In the industry's own terms, to meet competitive markets through a conglomeration of more reactors under fewer owners, it is "essential" and "paramount" to change tax law to provide the corporate buyers and sellers of nuclear power stations relief from tax liabilities incurred during license transfers. Specifically, the utilities are looking to avoid tax liabilities associated with the transfer of large decommissioning funds set aside to clean up reactor sites after the reactors are permanently closed.
"The issue is whether U.S. taxpayers should reward the nuclear industry's poor performers and safety violators with tax incentives used to grease the skid for quick reactor sales at bargain basement prices," said Paul Gunter of Washington, DC-based Nuclear Information and Resource Service. Gunter was referring to the industry initiative to amend current tax code on utilities looking to get out of losing nuclear power propositions by selling their reactors to larger generating and transmission entities for pennies on the dollar of original construction cost.

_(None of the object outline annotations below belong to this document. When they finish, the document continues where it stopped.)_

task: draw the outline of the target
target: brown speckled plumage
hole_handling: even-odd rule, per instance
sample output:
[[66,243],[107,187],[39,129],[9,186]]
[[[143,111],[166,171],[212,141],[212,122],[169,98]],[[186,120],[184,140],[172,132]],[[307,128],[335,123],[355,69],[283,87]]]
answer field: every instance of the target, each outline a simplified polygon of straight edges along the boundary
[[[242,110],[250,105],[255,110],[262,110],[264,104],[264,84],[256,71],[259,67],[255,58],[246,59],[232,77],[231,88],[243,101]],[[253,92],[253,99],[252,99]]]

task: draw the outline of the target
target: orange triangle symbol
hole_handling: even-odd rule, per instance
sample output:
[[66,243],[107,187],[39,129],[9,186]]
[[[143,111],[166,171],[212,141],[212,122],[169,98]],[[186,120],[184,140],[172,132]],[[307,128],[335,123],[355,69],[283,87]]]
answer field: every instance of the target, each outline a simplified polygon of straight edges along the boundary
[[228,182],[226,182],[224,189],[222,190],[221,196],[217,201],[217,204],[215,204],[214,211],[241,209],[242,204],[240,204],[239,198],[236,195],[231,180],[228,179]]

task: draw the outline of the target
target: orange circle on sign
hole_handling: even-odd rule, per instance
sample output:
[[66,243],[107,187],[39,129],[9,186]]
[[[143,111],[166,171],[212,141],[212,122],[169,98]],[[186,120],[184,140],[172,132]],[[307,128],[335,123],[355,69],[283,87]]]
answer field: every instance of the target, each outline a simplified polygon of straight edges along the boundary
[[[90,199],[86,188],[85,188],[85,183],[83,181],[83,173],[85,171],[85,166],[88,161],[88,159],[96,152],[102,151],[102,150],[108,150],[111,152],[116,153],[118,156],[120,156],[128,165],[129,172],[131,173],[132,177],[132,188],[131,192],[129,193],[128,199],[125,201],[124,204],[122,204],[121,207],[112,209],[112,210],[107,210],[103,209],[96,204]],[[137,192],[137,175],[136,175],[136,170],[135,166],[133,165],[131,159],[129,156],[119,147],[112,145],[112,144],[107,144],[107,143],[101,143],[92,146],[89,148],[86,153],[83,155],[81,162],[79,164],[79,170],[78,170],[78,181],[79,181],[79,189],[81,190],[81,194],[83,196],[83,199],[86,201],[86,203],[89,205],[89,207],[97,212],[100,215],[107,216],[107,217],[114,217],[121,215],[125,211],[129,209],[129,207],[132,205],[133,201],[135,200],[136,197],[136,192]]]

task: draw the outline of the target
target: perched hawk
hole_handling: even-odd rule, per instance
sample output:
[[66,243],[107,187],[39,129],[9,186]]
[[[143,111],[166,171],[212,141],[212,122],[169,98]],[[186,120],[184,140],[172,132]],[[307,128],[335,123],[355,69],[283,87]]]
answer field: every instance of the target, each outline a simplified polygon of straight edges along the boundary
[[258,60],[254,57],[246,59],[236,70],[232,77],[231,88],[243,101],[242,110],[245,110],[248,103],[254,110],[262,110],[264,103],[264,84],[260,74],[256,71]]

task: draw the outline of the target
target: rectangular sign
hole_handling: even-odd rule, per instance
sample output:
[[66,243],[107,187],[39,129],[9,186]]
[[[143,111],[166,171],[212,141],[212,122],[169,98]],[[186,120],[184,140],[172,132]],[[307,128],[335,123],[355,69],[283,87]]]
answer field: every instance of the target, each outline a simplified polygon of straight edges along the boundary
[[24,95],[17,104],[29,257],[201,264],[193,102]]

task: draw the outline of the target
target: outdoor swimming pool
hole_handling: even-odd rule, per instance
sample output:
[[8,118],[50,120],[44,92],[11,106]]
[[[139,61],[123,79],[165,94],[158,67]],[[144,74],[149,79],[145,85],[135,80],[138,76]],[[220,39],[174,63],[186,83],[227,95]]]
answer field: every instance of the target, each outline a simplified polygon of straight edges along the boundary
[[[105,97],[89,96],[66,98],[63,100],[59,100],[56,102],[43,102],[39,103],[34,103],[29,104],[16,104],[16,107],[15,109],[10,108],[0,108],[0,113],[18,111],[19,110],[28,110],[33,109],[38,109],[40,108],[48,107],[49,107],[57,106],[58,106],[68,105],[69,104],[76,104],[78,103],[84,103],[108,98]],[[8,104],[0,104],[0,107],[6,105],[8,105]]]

Since 1984, U.S. tax policy has provided tax-deductible status for contributions made into "qualified funds" allocated to clean up radioactively contaminated nuclear power station sites once closed. Interest from the investment of these funds is taxed as income. These "qualified funds" are regulated through public utility commissions. If a nuclear power station is sold from one regulated public utility to another public utility the tax status of the decommissioning fund is unaffected. When the reactor is sold to a non-regulated utility, such as a corporate entity outside state jurisdictions or a foreign ownership, as in the case of Amergen, there is no longer a public utility commission to set electric rates or a cost of service amount. The decommissioning fund is thus transferred into a "non-qualified fund" which under current IRS law subjects the selling utilities to higher corporate capital gains tax. Under federal regulations, all utility decommissioning funds must be segregated from company assets and outside the utility administrative control to ensure that the funds are available and directed towards actual decommissioning operations. The selling utilities would need to pay this tax from general revenue funds and thus constitutes a disincentive to reactor sales. General Public Utility Nuclear in selling Three Mile Island has opted to remain the holder of decommissioning funds rather than pay tens of millions of dollars in taxes.
While the Nuclear Regulatory Commission recognizes that the current tax law if applied will not diminish the amount in the decommissioning funds, a number of reactors under its oversight are currently so marginal to safe performance that any added tax burden might affect further safe operation. The federal agency in supporting the industry argument for a tax break states that an exemption is needed in order to ensure that "negative tax treatment" of nuclear utilities does not result in situations where "opportunities to enhance plant performance and improve safety could be missed." NRC goes on to say that "transfers may tie up additional funds through tax liability that would otherwise be applied to improve the margin of safety, fewer safety enhancements may be possible."
"Rather than provide for aging nukes in such marginal safety condition that they need a tax shelter, the NRC should shut them down before the public is forced into fallout shelters," Gunter concluded.